Let's start by differentiating both sides of the equation with respect to x to find the slope of the tangent line at any point (x, y):

Using the chain rule, we differentiate (x^2+y^2)^(3/2) with respect to x:

d/dx((x^2+y^2)^(3/2)) = d/dx(sqrt(x^2+y^2) + x)

To differentiate the left side, we use the chain rule:

(3/2)(x^2+y^2)^(1/2) * d/dx(x^2+y^2) = d/dx(sqrt(x^2+y^2) + x)

Simplifying the left side:

(3/2)(x^2+y^2)^(1/2) * (2x + 2y * dy/dx) = 1/sqrt(x^2+y^2) + 1

Now, let's solve for dy/dx to find the slope of the tangent line at any point (x, y):

(3/2)(x^2+y^2)^(1/2) * (2x + 2y * dy/dx) = 1/sqrt(x^2+y^2) + 1

Rearranging the equation:

dy/dx = (1/sqrt(x^2+y^2) + 1 - (3/2)(x^2+y^2)^(1/2) * 2x) / (2y * (3/2)(x^2+y^2)^(1/2))

To find the points where the tangent lines are either horizontal or vertical, we need the slope (dy/dx) to be either 0 (for horizontal tangent lines) or undefined (for vertical tangent lines).

First, let's find the points where the slope is 0 (horizontal tangent lines):

Setting dy/dx = 0:

0 = (1/sqrt(x^2+y^2) + 1 - (3/2)(x^2+y^2)^(1/2) * 2x) / (2y * (3/2)(x^2+y^2)^(1/2))

Multiplying both sides by 2y * (3/2)(x^2+y^2)^(1/2):

0 = 1/sqrt(x^2+y^2) + 1 - (3/2)(x^2+y^2)^(1/2) * 2x

Rearranging the equation:

1 = (3/2)(x^2+y^2)^(1/2) * 2x - 1/sqrt(x^2+y^2)

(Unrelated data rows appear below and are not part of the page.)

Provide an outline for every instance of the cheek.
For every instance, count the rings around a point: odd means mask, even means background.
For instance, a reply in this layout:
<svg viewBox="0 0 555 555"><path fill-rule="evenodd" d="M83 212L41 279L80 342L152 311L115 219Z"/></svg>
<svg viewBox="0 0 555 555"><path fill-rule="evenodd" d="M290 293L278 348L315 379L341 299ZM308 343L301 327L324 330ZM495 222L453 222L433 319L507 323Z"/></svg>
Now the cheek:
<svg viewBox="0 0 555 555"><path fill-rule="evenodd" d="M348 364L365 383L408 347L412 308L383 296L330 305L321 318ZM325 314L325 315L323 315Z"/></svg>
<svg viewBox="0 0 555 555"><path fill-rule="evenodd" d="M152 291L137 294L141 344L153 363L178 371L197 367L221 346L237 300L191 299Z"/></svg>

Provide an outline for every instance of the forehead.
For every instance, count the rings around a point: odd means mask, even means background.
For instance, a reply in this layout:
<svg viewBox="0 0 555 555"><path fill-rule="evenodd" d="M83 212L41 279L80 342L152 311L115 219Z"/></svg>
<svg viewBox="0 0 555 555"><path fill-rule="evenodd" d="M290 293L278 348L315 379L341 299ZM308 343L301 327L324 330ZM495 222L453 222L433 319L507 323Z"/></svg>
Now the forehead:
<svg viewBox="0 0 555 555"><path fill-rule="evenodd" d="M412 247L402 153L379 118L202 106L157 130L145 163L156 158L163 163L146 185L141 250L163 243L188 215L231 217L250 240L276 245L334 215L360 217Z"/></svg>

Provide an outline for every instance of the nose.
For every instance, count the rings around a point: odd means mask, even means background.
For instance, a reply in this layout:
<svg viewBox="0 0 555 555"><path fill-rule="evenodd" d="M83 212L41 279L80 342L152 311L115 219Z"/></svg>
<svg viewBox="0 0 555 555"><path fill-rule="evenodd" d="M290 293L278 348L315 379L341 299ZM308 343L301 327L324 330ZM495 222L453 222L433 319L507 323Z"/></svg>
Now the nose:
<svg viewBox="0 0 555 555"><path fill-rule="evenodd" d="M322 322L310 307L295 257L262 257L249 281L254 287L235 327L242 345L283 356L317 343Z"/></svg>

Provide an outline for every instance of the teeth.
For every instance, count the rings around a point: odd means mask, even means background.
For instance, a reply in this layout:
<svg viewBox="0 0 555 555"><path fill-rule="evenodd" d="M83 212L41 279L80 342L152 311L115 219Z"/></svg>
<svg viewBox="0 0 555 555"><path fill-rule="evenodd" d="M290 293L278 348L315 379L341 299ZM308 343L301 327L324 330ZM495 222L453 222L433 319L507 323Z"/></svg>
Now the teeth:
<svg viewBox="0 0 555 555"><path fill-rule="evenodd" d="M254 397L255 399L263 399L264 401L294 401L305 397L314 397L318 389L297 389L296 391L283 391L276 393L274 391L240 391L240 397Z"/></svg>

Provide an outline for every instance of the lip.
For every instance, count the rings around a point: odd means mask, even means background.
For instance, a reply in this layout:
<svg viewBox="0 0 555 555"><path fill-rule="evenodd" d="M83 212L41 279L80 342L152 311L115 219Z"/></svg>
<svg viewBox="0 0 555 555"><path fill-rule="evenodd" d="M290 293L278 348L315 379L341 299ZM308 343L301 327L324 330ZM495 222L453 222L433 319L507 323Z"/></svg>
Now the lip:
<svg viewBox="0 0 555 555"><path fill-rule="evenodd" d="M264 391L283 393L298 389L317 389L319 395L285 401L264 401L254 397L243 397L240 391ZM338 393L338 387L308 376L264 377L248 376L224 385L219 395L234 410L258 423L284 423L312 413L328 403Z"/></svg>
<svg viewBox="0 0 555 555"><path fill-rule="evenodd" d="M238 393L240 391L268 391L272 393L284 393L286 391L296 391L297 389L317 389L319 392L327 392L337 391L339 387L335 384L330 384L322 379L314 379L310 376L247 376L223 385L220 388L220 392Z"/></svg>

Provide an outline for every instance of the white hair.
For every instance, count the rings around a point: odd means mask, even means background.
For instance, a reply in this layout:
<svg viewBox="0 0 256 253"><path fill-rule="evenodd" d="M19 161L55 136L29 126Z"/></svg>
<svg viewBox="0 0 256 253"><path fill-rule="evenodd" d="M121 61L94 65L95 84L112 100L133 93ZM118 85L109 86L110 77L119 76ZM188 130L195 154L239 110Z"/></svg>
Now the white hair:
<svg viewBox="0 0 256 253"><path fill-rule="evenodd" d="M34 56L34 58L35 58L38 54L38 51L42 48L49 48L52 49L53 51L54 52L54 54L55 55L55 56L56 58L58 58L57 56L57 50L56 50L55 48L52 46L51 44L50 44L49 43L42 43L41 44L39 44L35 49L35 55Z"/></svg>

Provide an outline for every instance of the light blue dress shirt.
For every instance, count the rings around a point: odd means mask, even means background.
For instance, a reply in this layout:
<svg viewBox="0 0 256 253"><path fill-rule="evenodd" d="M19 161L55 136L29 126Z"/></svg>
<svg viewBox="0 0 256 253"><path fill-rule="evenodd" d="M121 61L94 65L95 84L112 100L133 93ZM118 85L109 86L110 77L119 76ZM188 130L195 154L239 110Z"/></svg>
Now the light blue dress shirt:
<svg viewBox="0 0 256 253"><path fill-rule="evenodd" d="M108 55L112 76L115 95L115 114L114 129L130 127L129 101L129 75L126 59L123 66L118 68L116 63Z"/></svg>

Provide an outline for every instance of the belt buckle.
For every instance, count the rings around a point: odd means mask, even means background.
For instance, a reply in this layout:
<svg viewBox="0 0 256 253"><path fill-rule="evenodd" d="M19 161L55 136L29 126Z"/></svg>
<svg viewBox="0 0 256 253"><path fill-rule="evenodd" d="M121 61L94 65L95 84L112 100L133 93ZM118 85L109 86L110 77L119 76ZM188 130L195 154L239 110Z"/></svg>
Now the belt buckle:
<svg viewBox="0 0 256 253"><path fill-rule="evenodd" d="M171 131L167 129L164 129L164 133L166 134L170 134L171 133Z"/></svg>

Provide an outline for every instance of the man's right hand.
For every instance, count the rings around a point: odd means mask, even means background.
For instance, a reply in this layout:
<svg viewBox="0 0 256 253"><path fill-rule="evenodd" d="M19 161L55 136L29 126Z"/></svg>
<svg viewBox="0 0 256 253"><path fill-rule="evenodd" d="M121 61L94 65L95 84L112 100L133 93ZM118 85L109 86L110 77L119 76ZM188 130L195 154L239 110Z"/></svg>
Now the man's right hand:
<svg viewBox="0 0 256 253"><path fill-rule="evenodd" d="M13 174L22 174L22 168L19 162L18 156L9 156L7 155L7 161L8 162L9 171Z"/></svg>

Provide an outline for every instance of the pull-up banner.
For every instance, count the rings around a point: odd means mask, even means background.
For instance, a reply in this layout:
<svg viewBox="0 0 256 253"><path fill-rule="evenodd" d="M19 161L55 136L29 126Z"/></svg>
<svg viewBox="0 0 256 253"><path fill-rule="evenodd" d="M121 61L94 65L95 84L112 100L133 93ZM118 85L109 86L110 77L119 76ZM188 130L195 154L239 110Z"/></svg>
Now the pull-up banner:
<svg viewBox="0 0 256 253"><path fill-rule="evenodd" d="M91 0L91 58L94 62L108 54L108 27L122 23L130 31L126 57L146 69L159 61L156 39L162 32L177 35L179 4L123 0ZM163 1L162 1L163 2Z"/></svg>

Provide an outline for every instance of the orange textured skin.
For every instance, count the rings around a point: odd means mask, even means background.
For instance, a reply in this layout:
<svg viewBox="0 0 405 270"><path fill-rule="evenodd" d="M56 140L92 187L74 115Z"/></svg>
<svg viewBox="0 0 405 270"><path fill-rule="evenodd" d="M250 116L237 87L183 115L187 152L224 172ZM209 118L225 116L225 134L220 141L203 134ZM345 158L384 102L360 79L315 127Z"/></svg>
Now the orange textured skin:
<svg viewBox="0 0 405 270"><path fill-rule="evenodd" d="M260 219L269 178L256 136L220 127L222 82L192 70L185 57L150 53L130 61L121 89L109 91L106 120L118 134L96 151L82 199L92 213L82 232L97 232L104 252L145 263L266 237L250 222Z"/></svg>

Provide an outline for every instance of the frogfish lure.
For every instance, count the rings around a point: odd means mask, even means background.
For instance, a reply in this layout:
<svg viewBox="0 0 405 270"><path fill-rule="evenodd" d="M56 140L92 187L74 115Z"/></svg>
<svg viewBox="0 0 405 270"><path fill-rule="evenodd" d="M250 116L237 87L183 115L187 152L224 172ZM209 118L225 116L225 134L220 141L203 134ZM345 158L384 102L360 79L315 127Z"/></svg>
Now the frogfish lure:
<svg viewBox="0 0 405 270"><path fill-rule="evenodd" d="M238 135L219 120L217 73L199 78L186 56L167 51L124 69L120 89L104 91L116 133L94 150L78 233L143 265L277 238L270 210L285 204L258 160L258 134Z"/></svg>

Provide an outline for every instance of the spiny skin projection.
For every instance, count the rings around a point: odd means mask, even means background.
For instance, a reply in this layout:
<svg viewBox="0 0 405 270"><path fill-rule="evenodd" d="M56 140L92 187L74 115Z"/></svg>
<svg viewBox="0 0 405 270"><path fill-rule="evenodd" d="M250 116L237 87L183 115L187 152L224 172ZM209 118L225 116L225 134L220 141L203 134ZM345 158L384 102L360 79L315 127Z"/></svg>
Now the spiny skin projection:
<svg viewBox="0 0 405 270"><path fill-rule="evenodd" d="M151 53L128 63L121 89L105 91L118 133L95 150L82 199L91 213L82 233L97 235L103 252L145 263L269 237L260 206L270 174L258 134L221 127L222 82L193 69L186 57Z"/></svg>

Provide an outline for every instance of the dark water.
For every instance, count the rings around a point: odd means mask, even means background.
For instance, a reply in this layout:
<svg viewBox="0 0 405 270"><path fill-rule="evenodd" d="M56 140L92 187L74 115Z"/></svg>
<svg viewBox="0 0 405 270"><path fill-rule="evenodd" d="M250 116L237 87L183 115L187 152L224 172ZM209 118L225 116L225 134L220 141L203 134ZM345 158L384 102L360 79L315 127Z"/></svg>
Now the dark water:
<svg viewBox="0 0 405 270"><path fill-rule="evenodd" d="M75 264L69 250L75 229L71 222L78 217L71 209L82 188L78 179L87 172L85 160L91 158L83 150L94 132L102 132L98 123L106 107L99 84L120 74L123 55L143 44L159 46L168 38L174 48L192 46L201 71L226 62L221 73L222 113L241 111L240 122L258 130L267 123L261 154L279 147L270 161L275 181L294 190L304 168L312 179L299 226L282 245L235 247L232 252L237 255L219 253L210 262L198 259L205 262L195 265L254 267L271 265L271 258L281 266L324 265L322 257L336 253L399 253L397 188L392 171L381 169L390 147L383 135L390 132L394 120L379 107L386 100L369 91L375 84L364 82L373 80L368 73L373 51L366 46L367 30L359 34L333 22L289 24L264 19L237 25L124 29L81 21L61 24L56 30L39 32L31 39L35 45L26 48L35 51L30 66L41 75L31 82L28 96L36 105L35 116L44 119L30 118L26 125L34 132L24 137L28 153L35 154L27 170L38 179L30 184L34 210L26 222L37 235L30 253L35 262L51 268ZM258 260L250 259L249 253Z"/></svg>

To simplify the equation further and find the points, we need to use algebraic techniques to isolate x and y. However, due to the complexity of the equations involved, it is not possible to find a simple solution analytically.

To find the points where the tangent lines are vertical, we need to find where the slope is undefined. This occurs when the denominator of dy/dx is equal to 0, which means 2y * (3/2)(x^2+y^2)^(1/2) = 0.

Setting 2y * (3/2)(x^2+y^2)^(1/2) = 0:

2y = 0

This means y = 0.

Therefore, the equation (x^2+y^2)^(3/2) = sqrt(x^2+y^2) + x has vertical tangent lines at points where y = 0.

In summary, the equation has vertical tangent lines when y = 0, but finding the points where the tangent lines are horizontal requires further algebraic manipulation and is not easily solvable analytically.